We propose a compartmental SEIR model to derive closed-form conditions regarding the control of the COVID-19 epidemic.
- Score: 0.0
- License: http://arxiv.org/licenses/nonexclusive-distrib/1.0/
- Abstract: Contacts between people are the absolute drivers of contagious respiratory
infections. For this reason, limiting and tracking contacts is a key strategy
for the control of the COVID-19 epidemic. Digital contact tracing has been
proposed as an automated solution to scale up traditional contact tracing.

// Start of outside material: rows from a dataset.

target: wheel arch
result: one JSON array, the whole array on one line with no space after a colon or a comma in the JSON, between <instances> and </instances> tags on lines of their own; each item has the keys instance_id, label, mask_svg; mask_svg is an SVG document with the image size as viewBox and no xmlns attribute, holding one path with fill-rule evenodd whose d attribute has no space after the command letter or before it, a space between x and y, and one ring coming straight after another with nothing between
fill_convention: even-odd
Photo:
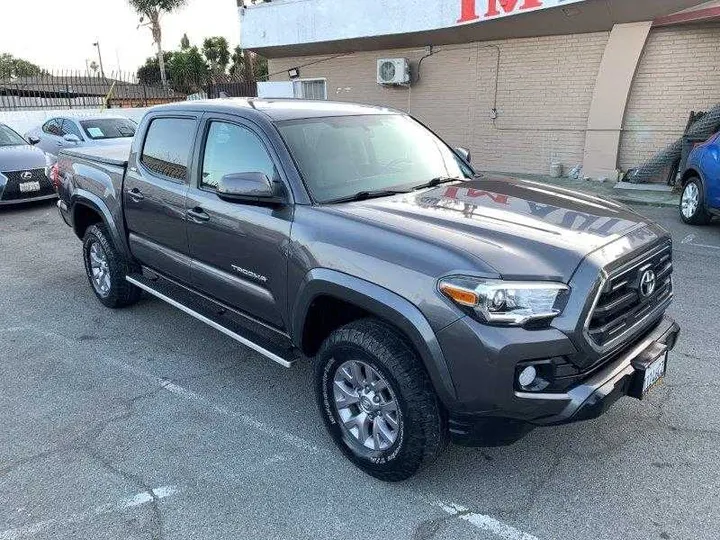
<instances>
[{"instance_id":1,"label":"wheel arch","mask_svg":"<svg viewBox=\"0 0 720 540\"><path fill-rule=\"evenodd\" d=\"M82 240L90 225L102 223L118 249L130 257L130 249L125 237L121 233L116 219L100 197L89 191L78 190L72 199L71 209L73 230L78 238Z\"/></svg>"},{"instance_id":2,"label":"wheel arch","mask_svg":"<svg viewBox=\"0 0 720 540\"><path fill-rule=\"evenodd\" d=\"M682 175L682 179L680 181L680 187L684 188L685 184L687 184L688 180L691 178L699 178L700 182L702 182L703 189L705 189L705 178L702 172L700 171L699 167L688 167L685 172Z\"/></svg>"},{"instance_id":3,"label":"wheel arch","mask_svg":"<svg viewBox=\"0 0 720 540\"><path fill-rule=\"evenodd\" d=\"M346 306L354 313L349 320L341 317L334 321L335 324L321 324L321 328L326 330L323 339L350 320L361 316L377 317L410 340L441 401L447 404L456 399L457 393L440 343L422 312L398 294L342 272L321 268L310 270L299 288L292 310L292 336L296 346L305 354L312 356L316 352L317 337L313 342L308 329L317 324L314 317L317 312L314 310L318 301L327 302L327 299Z\"/></svg>"}]
</instances>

However, the required penetration of contact tracing apps within a population
to achieve a desired target in the control of the epidemic is currently under
discussion within the research community. In order to understand the effects of
digital contact tracing, several mathematical models have been proposed. In
this article, we survey the main ones and we propose a compartmental SEIR model
with which it is possible, differently from the models in the related
literature, to derive closed-form conditions regarding the control of the
epidemic as a function of the contact tracing apps penetration and the testing
efficiency. Closed-form conditions are crucial for the understandability of
models, and thus for decision makers (including digital contact tracing
designers) to correctly assess the dependencies within the epidemic. With our
model, we find that digital contact tracing alone can rarely tame an epidemic:
for unrestrained COVID-19, this would require a testing turnaround of around 1
day and app uptake above 80% of the population, which are very difficult to
achieve in practice. However, digital contact tracing can still be effective if
complemented with other mitigation strategies, such as social distancing and
mask-wearing.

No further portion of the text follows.